錬鉄の魔導師 (紳士K)
正義の味方
I am the bone of my sword.
――――体は剣で出来ている――――
Steel is my body,and fire is my blood.
――――血潮は鉄で、心は硝子――――
I have created over a thousand blades.
――――幾度の戦場を超えて不敗――――
Unknown to Death.
――――ただの一度の敗走はなく――――
Nor known to Life.
――――ただの一度も理解されない――――
Have withstood pain to create many weapons.
――――彼の者は常に独り 剣の丘で勝利に酔う――――
Yet,those hands will never hold anything.
――――故に、生涯に意味はなく――――
So,as I pray,unlimited blade works.
――――その体はきっと、無限の剣で出来ていた――――
目の前には異形の怪物。大きな足には血が、鋭い爪には肉が。醜く歪んだ口からは血と唾液をだらだらと垂らし、その右手には数分前までは“人”だったと思われる肉の塊を握っている。
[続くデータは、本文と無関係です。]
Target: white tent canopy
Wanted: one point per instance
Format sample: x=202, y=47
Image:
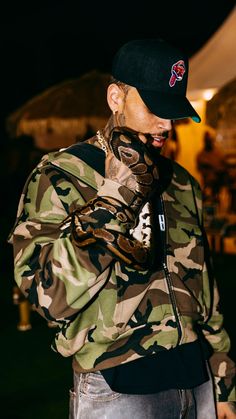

こいつが襲った村から漂う血と鉄の焼ける匂いが空間に充満し、その匂いが鼻を突く。吐き気が俺を襲う中、化物はその手に握っていた肉の塊を目の前で喰らいはじめる。一口噛むたびに血が飛び散り、聞いたことのない音を響かせ嗤いながら食っていた。
ゴクリ。俺が息を飲んだのと化物が肉の塊を飲み込んだのは同時だった。化物と目が合った瞬間ー俺の体を"死"が支配した。数分後にはさっきの肉の塊みたいに、人としての尊厳など関係なく、ただ餌として死ぬ。 呼吸ができない。体は震え先程とは比べものにならないほどの吐き気が俺を襲う。逃げようにも体が言うことを聞かない。嫌だ、死にたくない。
死が歩いてくる。その顔を歪に歪ませながら、一歩、また一歩と。肉を裂いた腕が近づき、俺の体を握った。メキメキ、骨の軋む音が聞こえた。化物がその大きな口を覗かせる。口の中にはぐちゃぐちゃにえぐれた人の破片。人の破片、人の破片、人の破片、人の破片。
俺はゆっくりと目を閉じた
鉄を打つ音が聞こえた
どこからともなく
規則正しく、ゆっくりと
「ーーーー
それは一瞬だった。
赤い外套を身に纏い、髪は色素が抜け落ちたのか真っ白で、両手には黒白の双剣を携えた男が現れたかと思うと、両手に持つ双剣でいつの間にか化物の首を切っていた。化物からは血が噴水のように溢れ崩れ落ちる。
「怪我はないか?」
男は振り向きざまにそう問いかけてきたが、俺は答える事ができなかった。突然の出来事に頭が混乱していたからではない。その男の顔が、あまりにも幸せそうに微笑んでいたから。その微笑みがあまりにも尊いものと思われたから、俺は言葉がでなかった。
これが後に"錬鉄の魔導師"と呼ばれることになる『ジーク•フェルナンデス』と、正義の味方である『衛宮 士郎』との出会いだった。